Libération, 21.3.2002
Livres. Spécial Italie
Sans balise argot
Recettes pour faire entendre le bordel des dialectes qui tiennent lieu de langage familier.

Difficile pour les Français, qui parlent grosso modo la même langue de Metz à Rouen et de Lille à Toulon, d'imaginer qu'un nombre non négligeable d'auteurs italiens, et parmi eux certains des plus intéressants (le Sicilien Consolo, les Napolitains De Luca et Montesano), pratiquent à l'écrit ce que les Italiens pratiquent tous les jours à l'oral: ils mêlent à l'italien le dialecte de leur région.
C'est loin d'être une nouveauté: les plus grands (Gadda, Pavese, Pasolini) l'ont fait au cours du XXe siècle. Mais, depuis quelques années, on voit le dialecte apparaître de plus en plus fréquemment chez des auteurs comme le Sicilien Camilleri, le Calabro-Albanais Abate ou le Sarde Fois. Avec plus ou moins de bonheur bien sûr: le dialecte est parfois un procédé ou un gadget. «En dehors de quelques exceptions comme Vincenzo Consolo ou Erri de Luca, il y a beaucoup de bluff», affirme Jean-Paul Manganaro.
Quoi qu'il en soit, cet afflux du dialecte dans les romans récents est aussi évident que surprenant. «La langue italienne a peu évolué depuis le Moyen Age, avance Nathalie Bauer. Pour la faire bouger, les jeunes auteurs utilisent les mots et les rythmes des dialectes, mais aussi de l'anglais.» Et puis, ajoute Serge Quadruppani, «il ne faut pas oublier que le dialecte tient lieu de niveau familier de la langue, en l'absence d'un argot unifié».
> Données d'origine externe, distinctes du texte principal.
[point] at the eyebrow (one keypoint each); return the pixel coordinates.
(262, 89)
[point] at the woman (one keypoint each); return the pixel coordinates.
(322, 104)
A partir de là, reste à traduire. Quand un texte joue de la juxtaposition du romain, du piémontais ou du sicilien avec l'italien, comment le faire passer dans une langue, le français, où les dialectes ont disparu? «La nouvelle donne de la littérature italienne nous oblige à sortir de notre réserve. Il faut prendre un parti qui pourra être critiqué, il faut se mouiller. L'essentiel est de restituer la surprise et l'étrangeté qu'éprouve le lecteur italien», estime Nathalie Bauer. De fait, presque toutes les solutions ont été testées. «Pour les dialectes du sud, j'utilise des régionalismes du sud (avec modération: il ne faut pas transformer les personnages de Camilleri en personnages de Pagnol)», explique Serge Quadruppani, qui fait aussi parfois «le choix de la littéralité pour faire passer la saveur de la langue».
Pour Camilleri, la Lyonnaise Dominique Vittoz a décidé de «métisser le français littéraire, académique et national avec ce que, depuis mon enfance, j'avais refoulé scrupuleusement comme un infamant patois: le parler régional de Lyon... Je me suis totalement refusée à inventer des mots ou à les déformer». Aux Etats-Unis, William Weaver, le grand traducteur de Moravia, avait fait un choix similaire. Pour restituer le romain de Ragazzi di vita (les Ragazzi) de Pasolini, il avait utilisé le dialecte des Noirs américains. Trente ans plus tard, il a reconnu que ça ne fonctionnait pas.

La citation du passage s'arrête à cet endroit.